[CSB Seminar] Chenyu Wang: Reward-Optimized Discrete Diffusion Models for DNA and Protein Design
Abstract
Diffusion models have shown strong performance on discrete sequence tasks, such as protein inverse folding, by generating natural-like sequences conditioned on structural constraints. However, real-world design problems often require optimizing specific objectives—e.g., generating stable proteins. In this talk, I introduce DRAKES, a new algorithm that fine-tunes pretrained discrete diffusion models to maximize task-specific rewards while preserving sequence naturalness. By leveraging the Gumbel-Softmax trick, DRAKES enables end-to-end reward backpropagation through discrete sampling trajectories. Our theoretical analysis indicates that our approach can generate sequences that are both natural-like (i.e., have a high probability under a pretrained model) and yield high rewards.
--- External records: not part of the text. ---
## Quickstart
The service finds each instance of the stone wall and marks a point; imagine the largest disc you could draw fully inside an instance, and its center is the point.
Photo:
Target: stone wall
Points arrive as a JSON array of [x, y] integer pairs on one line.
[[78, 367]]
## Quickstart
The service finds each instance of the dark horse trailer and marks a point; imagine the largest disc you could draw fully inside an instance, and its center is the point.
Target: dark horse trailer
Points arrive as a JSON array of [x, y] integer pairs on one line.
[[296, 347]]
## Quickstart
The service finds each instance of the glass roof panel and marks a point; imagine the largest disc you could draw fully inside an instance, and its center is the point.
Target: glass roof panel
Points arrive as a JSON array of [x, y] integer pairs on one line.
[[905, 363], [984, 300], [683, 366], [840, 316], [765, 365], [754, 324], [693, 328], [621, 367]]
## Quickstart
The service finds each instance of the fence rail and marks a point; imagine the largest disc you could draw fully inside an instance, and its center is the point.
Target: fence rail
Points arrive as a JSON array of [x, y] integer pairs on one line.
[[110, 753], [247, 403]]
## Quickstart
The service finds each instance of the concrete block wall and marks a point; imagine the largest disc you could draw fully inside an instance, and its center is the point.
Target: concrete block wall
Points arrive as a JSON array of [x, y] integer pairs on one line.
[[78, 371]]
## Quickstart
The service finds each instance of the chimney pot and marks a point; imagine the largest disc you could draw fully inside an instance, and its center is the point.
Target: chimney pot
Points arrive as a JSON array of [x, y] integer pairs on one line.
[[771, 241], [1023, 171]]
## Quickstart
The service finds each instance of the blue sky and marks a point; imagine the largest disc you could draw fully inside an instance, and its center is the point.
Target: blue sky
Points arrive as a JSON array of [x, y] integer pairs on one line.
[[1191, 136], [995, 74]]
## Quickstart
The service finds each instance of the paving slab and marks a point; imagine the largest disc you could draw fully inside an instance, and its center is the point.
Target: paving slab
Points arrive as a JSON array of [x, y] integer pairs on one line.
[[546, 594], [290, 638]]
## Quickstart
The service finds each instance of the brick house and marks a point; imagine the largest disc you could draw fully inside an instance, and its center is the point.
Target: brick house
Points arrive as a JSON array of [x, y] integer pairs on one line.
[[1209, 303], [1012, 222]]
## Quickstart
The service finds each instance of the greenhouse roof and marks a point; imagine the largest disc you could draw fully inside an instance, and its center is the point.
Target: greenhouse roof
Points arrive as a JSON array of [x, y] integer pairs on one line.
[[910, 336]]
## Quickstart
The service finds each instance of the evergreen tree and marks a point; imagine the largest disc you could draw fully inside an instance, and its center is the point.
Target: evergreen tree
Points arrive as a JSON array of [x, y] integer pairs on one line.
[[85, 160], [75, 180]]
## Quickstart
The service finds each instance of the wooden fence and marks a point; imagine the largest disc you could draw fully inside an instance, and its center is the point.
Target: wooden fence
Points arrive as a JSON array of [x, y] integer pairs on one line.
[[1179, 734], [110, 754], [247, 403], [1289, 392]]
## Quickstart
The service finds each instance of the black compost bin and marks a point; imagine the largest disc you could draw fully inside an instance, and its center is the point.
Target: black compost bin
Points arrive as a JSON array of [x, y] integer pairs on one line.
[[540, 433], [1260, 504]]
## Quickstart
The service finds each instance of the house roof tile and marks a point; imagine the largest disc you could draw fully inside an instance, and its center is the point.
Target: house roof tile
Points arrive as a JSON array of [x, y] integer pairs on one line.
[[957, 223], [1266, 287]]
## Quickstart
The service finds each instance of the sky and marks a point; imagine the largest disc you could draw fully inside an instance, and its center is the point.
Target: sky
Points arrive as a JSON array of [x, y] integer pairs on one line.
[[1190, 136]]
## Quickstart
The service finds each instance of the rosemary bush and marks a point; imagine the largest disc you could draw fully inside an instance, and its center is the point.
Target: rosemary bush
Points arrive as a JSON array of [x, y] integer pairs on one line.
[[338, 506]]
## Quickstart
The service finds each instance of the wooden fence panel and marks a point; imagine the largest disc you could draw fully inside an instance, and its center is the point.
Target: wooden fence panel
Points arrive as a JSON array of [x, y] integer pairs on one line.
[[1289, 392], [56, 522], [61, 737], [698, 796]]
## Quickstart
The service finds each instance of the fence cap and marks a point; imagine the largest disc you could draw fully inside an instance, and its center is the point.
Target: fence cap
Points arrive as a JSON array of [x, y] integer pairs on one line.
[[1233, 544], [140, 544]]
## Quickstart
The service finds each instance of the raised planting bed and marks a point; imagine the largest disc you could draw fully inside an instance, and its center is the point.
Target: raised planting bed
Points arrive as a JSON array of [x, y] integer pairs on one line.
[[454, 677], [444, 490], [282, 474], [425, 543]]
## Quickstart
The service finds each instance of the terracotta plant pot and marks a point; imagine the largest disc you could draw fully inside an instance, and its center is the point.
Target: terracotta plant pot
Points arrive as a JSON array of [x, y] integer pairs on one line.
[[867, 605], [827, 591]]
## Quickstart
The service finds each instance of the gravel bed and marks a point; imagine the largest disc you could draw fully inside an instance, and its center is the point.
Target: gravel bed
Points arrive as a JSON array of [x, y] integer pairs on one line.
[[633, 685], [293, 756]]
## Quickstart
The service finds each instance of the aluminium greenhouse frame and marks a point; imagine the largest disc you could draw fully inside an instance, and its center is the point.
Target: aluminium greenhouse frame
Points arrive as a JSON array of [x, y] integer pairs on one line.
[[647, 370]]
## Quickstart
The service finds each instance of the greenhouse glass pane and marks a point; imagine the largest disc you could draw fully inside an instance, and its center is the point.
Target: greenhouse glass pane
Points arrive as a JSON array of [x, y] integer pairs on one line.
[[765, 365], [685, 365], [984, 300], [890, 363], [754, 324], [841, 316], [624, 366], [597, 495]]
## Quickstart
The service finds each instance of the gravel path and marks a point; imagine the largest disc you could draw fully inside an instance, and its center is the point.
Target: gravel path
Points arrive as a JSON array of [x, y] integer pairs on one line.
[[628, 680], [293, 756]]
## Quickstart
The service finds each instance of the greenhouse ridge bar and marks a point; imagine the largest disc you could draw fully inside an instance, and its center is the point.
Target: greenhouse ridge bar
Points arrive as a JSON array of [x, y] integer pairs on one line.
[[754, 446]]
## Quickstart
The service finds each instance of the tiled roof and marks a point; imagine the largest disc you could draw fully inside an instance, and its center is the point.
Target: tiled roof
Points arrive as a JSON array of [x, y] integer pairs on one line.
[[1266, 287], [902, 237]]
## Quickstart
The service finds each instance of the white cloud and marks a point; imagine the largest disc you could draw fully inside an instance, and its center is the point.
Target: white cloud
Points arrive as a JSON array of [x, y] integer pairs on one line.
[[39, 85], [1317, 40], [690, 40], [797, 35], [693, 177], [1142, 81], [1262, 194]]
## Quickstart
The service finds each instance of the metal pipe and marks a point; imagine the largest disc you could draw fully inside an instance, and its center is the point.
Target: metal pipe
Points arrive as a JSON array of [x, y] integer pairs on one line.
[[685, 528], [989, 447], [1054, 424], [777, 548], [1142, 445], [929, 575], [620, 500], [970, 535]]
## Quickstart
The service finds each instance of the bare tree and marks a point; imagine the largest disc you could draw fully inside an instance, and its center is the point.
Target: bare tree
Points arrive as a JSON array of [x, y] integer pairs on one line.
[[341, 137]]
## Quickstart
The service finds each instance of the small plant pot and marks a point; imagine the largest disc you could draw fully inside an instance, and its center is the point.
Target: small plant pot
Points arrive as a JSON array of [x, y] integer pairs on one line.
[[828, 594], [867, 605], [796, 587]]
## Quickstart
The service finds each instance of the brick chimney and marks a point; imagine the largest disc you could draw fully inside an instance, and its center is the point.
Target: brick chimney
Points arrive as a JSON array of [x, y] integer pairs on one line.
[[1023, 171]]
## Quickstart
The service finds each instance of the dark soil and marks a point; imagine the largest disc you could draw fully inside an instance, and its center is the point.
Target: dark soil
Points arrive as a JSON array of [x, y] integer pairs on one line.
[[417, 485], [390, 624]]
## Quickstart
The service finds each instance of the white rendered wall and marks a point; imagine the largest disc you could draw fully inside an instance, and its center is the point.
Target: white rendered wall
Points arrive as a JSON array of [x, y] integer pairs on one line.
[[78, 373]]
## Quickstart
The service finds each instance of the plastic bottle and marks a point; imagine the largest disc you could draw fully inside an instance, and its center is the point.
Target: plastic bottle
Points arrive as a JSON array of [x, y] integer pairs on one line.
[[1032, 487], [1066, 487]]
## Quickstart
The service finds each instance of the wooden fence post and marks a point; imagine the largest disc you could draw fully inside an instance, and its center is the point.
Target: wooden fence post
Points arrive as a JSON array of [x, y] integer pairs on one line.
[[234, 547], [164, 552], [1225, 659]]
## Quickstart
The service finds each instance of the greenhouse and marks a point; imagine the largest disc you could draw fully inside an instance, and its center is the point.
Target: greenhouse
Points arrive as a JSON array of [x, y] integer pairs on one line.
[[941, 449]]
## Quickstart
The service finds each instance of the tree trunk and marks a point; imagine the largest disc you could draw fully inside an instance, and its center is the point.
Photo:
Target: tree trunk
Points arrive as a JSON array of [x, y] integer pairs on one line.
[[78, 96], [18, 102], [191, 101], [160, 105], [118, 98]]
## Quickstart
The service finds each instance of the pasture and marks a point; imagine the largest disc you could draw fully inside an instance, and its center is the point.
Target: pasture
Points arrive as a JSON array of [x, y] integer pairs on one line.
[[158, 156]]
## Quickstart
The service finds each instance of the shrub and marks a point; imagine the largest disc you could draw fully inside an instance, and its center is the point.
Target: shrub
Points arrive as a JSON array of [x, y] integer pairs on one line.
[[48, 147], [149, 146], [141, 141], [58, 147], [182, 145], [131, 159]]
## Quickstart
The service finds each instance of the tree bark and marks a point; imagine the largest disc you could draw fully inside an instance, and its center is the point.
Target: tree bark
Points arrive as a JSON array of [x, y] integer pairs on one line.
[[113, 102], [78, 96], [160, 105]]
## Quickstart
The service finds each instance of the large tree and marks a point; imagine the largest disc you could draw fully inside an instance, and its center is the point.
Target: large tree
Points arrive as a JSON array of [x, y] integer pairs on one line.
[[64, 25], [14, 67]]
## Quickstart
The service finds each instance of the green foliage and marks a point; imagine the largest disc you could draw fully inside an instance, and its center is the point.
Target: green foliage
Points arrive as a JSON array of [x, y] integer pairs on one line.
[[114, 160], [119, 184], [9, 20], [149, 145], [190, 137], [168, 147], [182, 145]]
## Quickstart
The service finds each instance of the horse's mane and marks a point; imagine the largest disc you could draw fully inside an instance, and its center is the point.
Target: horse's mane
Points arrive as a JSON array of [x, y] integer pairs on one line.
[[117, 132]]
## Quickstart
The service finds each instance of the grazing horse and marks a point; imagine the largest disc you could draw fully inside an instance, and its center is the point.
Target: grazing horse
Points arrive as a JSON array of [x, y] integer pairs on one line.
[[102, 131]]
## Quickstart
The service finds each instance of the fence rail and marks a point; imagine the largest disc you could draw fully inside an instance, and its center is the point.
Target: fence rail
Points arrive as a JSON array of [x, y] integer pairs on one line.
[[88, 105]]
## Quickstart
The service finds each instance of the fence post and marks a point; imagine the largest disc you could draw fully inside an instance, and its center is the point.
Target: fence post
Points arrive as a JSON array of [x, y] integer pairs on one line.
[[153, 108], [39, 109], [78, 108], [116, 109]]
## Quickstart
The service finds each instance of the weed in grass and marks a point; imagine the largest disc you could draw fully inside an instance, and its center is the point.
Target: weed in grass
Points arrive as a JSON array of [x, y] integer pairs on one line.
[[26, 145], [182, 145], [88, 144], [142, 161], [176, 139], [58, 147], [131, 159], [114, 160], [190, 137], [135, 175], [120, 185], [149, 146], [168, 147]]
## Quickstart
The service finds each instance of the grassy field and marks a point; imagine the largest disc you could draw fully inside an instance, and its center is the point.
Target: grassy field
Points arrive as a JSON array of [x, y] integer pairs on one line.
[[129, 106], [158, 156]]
Unlike prior work in continuous domains, our method tackles unique challenges in the discrete setting, rooted in continuous-time Markov chains. We demonstrate the effectiveness of our algorithm in generating DNA and protein sequences that optimize enhancer activity and protein stability, respectively, important tasks for gene therapies and protein-based therapeutics.
Speaker Bio
Chenyu Wang is a third-year PhD student at MIT CSAIL, advised by Professor Tommi Jaakkola. Her research interests lie broadly in machine learning, representation learning, generative models, and AI for science. Recently, her research focuses on multi-modal learning, diffusion generative models, and controlled generation. She has completed a research internship at Genentech in Aviv Regev’s lab. Before PhD, she obtained her Bachelor’s degree from Tsinghua University.